Title: What You Need to Know About Privacy Risks in Medical Imaging AI

Introduction

If you’ve had an X-ray, MRI, or CT scan recently, there’s a good chance an artificial intelligence system was involved in reading or analyzing those images. Hospitals and clinics are adopting AI tools at a fast pace—especially in radiology—to help detect tumors, fractures, and other abnormalities more quickly. The technology can be genuinely useful, but it also introduces new privacy risks that most patients aren’t aware of.

This article explains how those risks work, what the current safeguards are (and where they fall short), and what you can do to protect your health data.

What Happened

In May 2025, the Radiological Society of North America (RSNA) published a special report highlighting privacy and cybersecurity threats that come with large language models and other AI systems in radiology. The report’s title described a “Pandora’s Box of Privacy-Related Risks.” At the same time, another RSNA article warned about LLM-specific cybersecurity threats in medical imaging.
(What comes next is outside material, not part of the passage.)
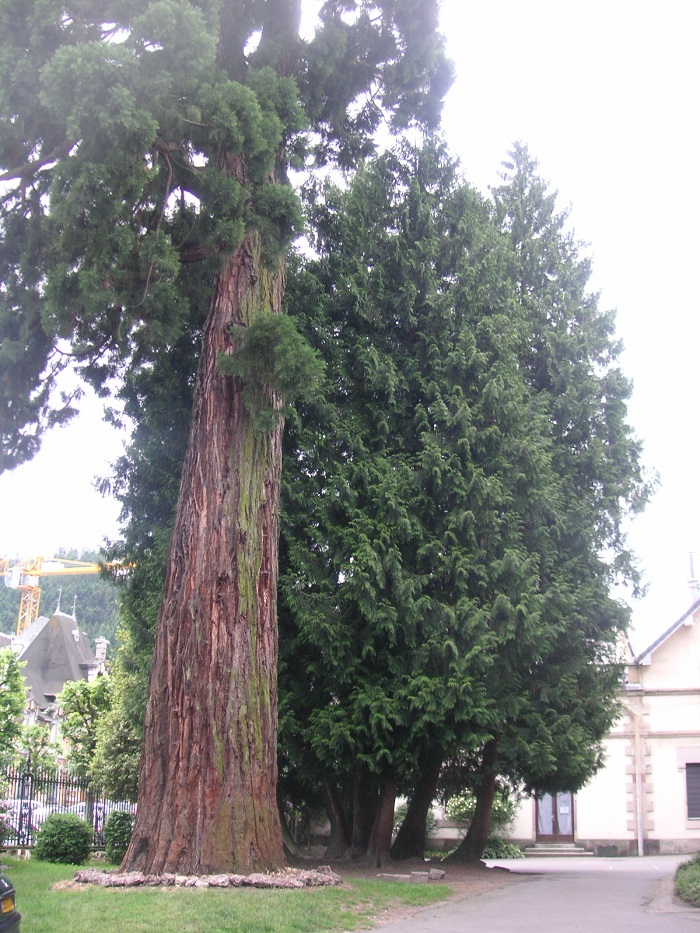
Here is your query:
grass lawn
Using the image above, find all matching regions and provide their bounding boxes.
[676,854,700,907]
[3,858,450,933]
These aren’t academic hypotheticals. Real-world incidents have already shown that medical imaging data can be breached, re-identified, or used in ways patients never consented to. The speed at which AI is being deployed often outpaces the privacy protections hospitals have in place.

Why It Matters

AI systems don’t just look at the pixels in your scan. They also process metadata—your name, birth date, medical record number, and sometimes even genetic information. Here are the key privacy risks:

  • Data breaches: Imaging data stored in cloud-based AI platforms can be exposed if those systems aren’t properly secured. Because medical images are large files, they are often shared across multiple servers and vendors, increasing the attack surface.
  • Re-identification: Even if your name is stripped from an image, researchers have shown that facial features reconstructed from a CT or MRI scan can be matched to public databases. AI makes this kind of re-identification faster and more accurate.
  • Bias amplification: AI models trained on limited or unrepresentative data can produce biased results. But just as troubling, those biases can be encoded into the system without transparency, making it hard to audit how your data was used.
  • Lack of consent: Many patients are never told that AI will review their scans. Even when they are, the consent forms often use vague language that doesn’t explain how the AI processes or stores their images.
  • Secondary use without notice: Hospitals sometimes share de-identified imaging data with AI developers for training. While this is legal under HIPAA if proper de-identification steps are taken, those steps aren’t always foolproof, and patients rarely get a say.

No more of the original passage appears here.